I was surprised to begin the work week with about $7 in my pocket. Didn't I just withdraw money the other day? So yesterday I tramped over to my bank to take out $200 dollars--and promptly blew a quarter of the amount on used books at a store around the corner.

Ah.

One of the titles I picked up was Cantonese: a comprehensive grammar by Matthews and Yip. I've been eyeing this for years--used copies show up frequently around here--but this particular example had the right combination of condition and price, plus it was the "corrected" edition to boot. (Even so, I think [livejournal.com profile] caitalainn would be appalled at some of the poor proofreading. I certainly was!)

When I lucked into a copy of Huang's Speak Cantonese several years ago, the first thing I did was leaf through it looking for phrases memorised from years of watching Hong Kong movies. Most I found relatively easily, but two eluded me. One sounded like "May see-ah?" and meant something like "What's going on?" The closest I could find was Mātyéh sih a? (lit. "What affair(s)?"), which is best characterised as a near miss. From Matthews and Yip, however, I find confirmation of something I'd long suspected: In colloquial speech, mātyéh contracts to m'yē or mī'eh. [One of the book's not-so-charming inconsistencies: It gives one variant in some places, another variant in others without explaining the alternation.]

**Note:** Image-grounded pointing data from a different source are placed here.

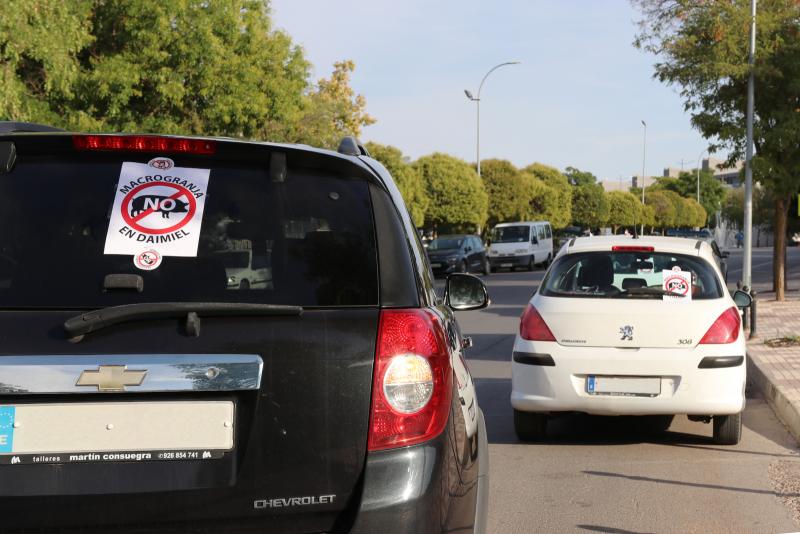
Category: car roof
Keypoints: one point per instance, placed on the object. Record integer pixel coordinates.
(520, 223)
(678, 245)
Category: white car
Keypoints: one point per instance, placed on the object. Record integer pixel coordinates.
(631, 326)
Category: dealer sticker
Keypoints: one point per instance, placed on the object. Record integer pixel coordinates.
(157, 207)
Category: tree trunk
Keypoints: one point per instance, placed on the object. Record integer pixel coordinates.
(779, 248)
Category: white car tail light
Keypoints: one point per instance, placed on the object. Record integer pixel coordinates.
(412, 382)
(724, 330)
(532, 327)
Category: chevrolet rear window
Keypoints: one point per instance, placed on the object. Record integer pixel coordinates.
(308, 240)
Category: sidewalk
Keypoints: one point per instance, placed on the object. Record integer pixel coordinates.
(776, 371)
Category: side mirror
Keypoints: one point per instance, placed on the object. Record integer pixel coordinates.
(742, 299)
(464, 292)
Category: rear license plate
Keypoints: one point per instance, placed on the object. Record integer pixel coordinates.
(634, 386)
(115, 431)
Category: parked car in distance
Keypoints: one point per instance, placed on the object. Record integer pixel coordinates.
(457, 254)
(624, 326)
(140, 393)
(523, 244)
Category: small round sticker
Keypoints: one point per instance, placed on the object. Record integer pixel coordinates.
(147, 260)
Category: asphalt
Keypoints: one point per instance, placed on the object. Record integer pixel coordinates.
(611, 474)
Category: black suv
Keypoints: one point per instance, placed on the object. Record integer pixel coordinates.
(458, 254)
(144, 388)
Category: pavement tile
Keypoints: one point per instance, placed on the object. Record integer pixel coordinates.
(777, 370)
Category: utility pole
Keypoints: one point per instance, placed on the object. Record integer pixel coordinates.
(477, 100)
(747, 260)
(644, 156)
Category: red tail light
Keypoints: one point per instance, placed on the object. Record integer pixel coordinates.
(413, 380)
(724, 330)
(532, 327)
(144, 143)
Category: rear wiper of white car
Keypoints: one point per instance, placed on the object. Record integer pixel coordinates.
(654, 291)
(80, 325)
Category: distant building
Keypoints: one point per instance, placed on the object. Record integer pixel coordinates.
(616, 185)
(729, 175)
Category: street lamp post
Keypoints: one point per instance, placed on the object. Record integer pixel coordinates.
(477, 100)
(644, 156)
(699, 164)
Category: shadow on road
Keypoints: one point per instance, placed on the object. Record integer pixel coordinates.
(591, 430)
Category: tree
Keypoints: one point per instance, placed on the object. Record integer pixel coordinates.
(331, 111)
(458, 199)
(702, 48)
(560, 214)
(204, 68)
(664, 211)
(579, 178)
(408, 180)
(589, 206)
(623, 209)
(508, 195)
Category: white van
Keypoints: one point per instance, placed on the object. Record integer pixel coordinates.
(521, 244)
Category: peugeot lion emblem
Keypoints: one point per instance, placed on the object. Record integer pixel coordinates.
(627, 332)
(111, 378)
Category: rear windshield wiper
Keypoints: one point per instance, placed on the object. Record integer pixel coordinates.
(76, 327)
(654, 291)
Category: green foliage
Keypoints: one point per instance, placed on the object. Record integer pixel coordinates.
(457, 196)
(558, 206)
(205, 68)
(579, 178)
(702, 47)
(589, 206)
(507, 190)
(664, 211)
(408, 180)
(624, 209)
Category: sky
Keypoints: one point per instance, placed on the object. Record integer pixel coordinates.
(577, 99)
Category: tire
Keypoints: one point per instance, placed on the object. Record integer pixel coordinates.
(727, 429)
(530, 426)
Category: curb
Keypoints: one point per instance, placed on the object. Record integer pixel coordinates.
(786, 410)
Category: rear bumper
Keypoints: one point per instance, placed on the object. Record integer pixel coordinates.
(685, 388)
(501, 262)
(410, 490)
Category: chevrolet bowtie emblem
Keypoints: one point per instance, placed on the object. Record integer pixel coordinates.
(111, 378)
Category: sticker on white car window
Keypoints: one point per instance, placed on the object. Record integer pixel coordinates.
(157, 207)
(677, 282)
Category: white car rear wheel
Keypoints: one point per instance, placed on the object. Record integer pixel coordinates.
(727, 429)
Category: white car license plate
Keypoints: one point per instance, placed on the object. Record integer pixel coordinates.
(115, 431)
(640, 386)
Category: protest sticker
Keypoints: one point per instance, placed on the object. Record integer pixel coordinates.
(678, 282)
(157, 207)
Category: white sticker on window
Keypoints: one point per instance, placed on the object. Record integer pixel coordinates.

The other expression was something like "Hye-mey?" and tends to be glossed as "Really?" in subtitles. The first part was easy: haih is the equivalent of Mandarin 是. An extension of its role as copula is it's use a particle of affirmation. (To put it roughly, the Chinese don't say "yes" or "no", they say "it is" or "it isn't". In this respect they are--believe or not--just like Welshmen.) But what was the second? I wondered if it couldn't be a worn-down version of mhaih ("is not"). After all, it's common to use haih mhaih to question the veracity of a state of affairs. "Is or isn't it the case that..."

That now looks like a false trail. One of the distinctive features of Cantonese is its bewildering wealth of sentence-final particles. Mandarin has a few, true, but they're nothing in comparison. Matthews and Yip list about a dozen basic particles which combine to yield over forty possibilities, each with its own usage and range of nuance. Among them is which "marks questions with negative presuppositions". That is haih mē would mean "It is?" when you thought that it wasn't. Seems a darn good match for the common use of "Really?" in English, haih mhaih?